On October 22, 2025, photos surfaced of a prototype Z being tested on the Nürburgring in Germany. The prototype used also had tires supplied by Giti Tire. The following month, it was confirmed that the United Kingdom would be the first country the Z would be exported to.

A naming contest for the Z opened on March 23, 2026. The contest is limited to submitting suffixes for the model, as the naming contest will be used to decide the names for the Z's three versions: hardtop coupe, convertible, and track versions.

The English actor Daniel Craig, who has played the character James Bond for 5 films in the franchise between 2006 and 2021, will be part of the marketing for the Z. It was announced in late March 2026. The Z will officially make its debut at the 2026 Goodwood Festival of Speed.

== Overview ==
The Z was officially unveiled at the 2026 Beijing Auto Show on 24 April 2026, first in "Spider" (convertible) form.

=== Design ===
The Z retains the exterior design of the 2025 Z Concept with several minor redesigned elements. The headlights and "double diamond" taillights have been largely carried over. The front fascia also features large air intakes. Its cabin becomes narrower from the B-pillar onwards. Flush door handles are also utilized, though they are mechanical and do not pop out to comply with the latest Chinese safety standards.

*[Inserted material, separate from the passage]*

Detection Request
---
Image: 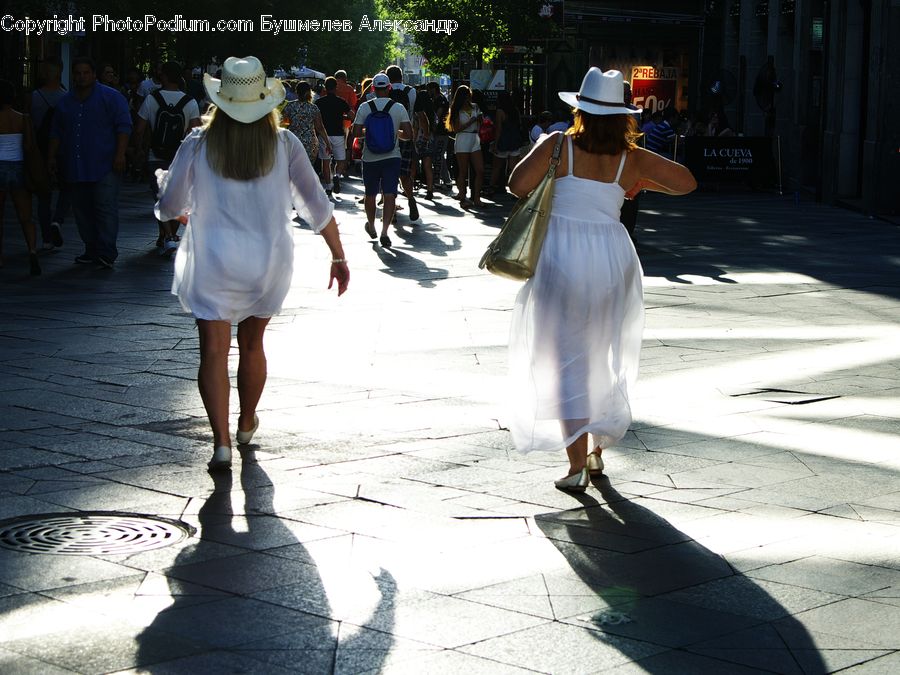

== Powertrain and chassis ==
There is no specific power output confirmed for the Z. It is rumored to produce at least 1000 hp, and it also shares the e^{3} (YiSanFang) platform with the Denza Z9. however it was also said to use the same electric motors as the Tang L and the Han L, meaning the power output is expected to be no less than 778 hp. At some point it was also expected to produce 536 hp and use a dual-motor layout.

The front suspension uses a double wishbone setup. It will also debut BYD's Disus-M body control system.